Of course, I would not write this if the products and solutions provided by TCG Process could not fully provide the necessary functionality.

Capture is neither a thing of the past nor getting less important – quite the contrary. Capture remains a critical aspect of intelligent document processing (IDP) and digitization efforts, serving as the foundation for automating and optimizing business processes in organizations that are driven by document-based information flow. By implementing effective capture strategies, businesses can unlock the full potential of their data and leverage it to drive digital transformation.

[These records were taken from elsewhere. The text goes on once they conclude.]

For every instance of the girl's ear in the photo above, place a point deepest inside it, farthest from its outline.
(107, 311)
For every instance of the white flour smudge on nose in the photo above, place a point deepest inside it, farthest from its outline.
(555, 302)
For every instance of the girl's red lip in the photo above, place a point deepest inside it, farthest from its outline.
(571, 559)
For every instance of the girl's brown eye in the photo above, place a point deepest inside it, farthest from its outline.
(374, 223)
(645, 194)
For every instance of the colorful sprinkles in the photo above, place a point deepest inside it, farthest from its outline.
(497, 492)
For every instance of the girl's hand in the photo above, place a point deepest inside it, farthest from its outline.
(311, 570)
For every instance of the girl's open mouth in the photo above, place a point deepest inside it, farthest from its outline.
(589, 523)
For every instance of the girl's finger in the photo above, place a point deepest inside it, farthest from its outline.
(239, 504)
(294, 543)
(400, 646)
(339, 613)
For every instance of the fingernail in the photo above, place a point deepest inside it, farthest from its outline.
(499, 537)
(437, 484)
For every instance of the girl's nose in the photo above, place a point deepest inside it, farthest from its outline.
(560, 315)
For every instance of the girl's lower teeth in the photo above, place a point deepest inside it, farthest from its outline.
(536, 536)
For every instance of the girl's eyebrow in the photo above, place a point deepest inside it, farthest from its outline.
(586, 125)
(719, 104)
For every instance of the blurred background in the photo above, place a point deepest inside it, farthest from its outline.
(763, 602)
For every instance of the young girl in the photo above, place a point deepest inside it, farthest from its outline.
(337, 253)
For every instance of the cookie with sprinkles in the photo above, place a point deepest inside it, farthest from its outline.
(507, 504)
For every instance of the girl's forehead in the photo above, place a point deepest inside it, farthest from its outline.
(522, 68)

Pay attention to proper capture. TCG Process’ strong roots in capture and IDP mean we know how important this is to get right so you don’t pay for it somewhere downstream, where correction costs explode, process times increase dramatically, and customer satisfaction is impacted. Long live capture!

About Arnold
Arnold von Büren is a Swiss entrepreneur with three decades of experience in capture and input management. He was a founding member of DICOM Group plc. and played an instrumental role in the acquisition of Kofax, Inc. USA, becoming Kofax CEO in 2000. From 2003 – 2006 Arnold was CEO of DICOM Group plc. Since 2007 he has been CEO of TCG Process, providing leading process automation software to businesses of all sizes and growing the company into a global organization with more than a dozen subsidiaries across Europe, the Americas and Asia Pacific.